Hi, i’ve got a question about the current that flow in a circuit...
Hypotize you have an IC, for example the l293d motor driver, and you want to power it with a battery, which delivers for example 7.4 volts and 1000mAh. Now, the question is: will the l293d(or another circuit not necessarily integrated) use a small portion of these 1000mAh to power the entire circuit(for example 100mAh leaving the remaining 900mAh) or will it absorb all the 1000mAh damaging itself?
The same question can be asked with a simple circuit on protoboard:
For example if i power a circuit which needs 9v and 200mAh with a power supply that delivers for example 9v and 2000mAh, will the excessive current destroy the circuit or will it absorb only the 200mAh from the 2000mAh leaving the remaining 1800mAh to power another circuit?
Ps: all the values(current and voltages) are totally random only to make you understand the question...thanks
I think you should learn Ohm's Law before you start messing around with electronics. There is a minimum knowledge requirement to work with electronics and you are below that minimum.
Ohm's Law states (among other things) that the voltage V = the current I x the resistance R
("V=I*R")
Thus, the current that flows is dependent on the resistance until it exceeds the current capability of the source, so the LM293 has nothing to do with how much current flows. That is determined by the
device (motor) you try to drive with it. If the motor current rating is within the max current rating of the LM293 then everythings fine. If, on the other hand you try to drive a 6A motor you'll fry the LM293.
You also need to understand that mAh and mA are very different things. You can't just use those terms interchangeably.

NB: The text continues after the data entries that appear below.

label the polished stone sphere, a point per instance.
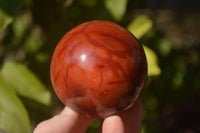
(98, 69)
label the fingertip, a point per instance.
(113, 124)
(67, 121)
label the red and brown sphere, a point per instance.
(98, 69)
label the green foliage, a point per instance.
(13, 115)
(24, 82)
(117, 8)
(153, 68)
(140, 26)
(7, 9)
(29, 32)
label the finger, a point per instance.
(113, 124)
(128, 121)
(66, 122)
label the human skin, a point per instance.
(68, 121)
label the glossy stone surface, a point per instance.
(98, 68)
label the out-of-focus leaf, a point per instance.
(33, 42)
(11, 6)
(5, 20)
(139, 26)
(117, 8)
(13, 115)
(25, 83)
(20, 25)
(153, 68)
(7, 9)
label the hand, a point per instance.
(68, 121)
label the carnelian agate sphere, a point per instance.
(98, 68)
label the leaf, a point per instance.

Milliamps (mA) or Amps (A) are a measure of current. But the 1000mAh that a battery has specified is NOT current. It is capacity, milliamps x hours. So a 1000mAh battery could deliver 1000mA (1A) for 1 hour or 100mA for 10 hours or potentially 10,000mA (10A) for 6 minutes (1/10th of an hour).
So a circuit will never require 200 mAh but it might require 200 mA. And a power supply will never be rated at 2000 mAh but it may be rated at 2000mA (2A).
The same question can be asked with a simple circuit on protoboard:
The same question can be asked if your house mains wiring.
You plug in a radio that takes say 100mA into a socket that can supply 13A for an electric fire. Is that going to work that you can connect two different things with such vastly current requirements into the same source of power.
Back to the other part of the question.
An L293D is old motor driver technology (darlington transistors instead of mosfets), and 'drops' (looses) about 2.4 volt (current dependent) when driving a motor. The motor will only get about 5volt from that 7.4volt.
You could say that an L293D is about 67% efficient in this case.
1/3 of used battery power is wasted as heat inside the LM293D chip.
Same story for it's bigger brother, the L298.
Leo..
Now, the question is: will the l293d(or another circuit not necessarily integrated) use a small portion of these 1000mAh to power the entire circuit(for example 100mAh leaving the remaining 900mAh) or will it absorb all the 1000mAh damaging itself?
Couldn't say without knowing the load rating. If the load was rated for 3A and you connected that battery it would draw 3A from the battery until the battery cooked or the L293 burned up.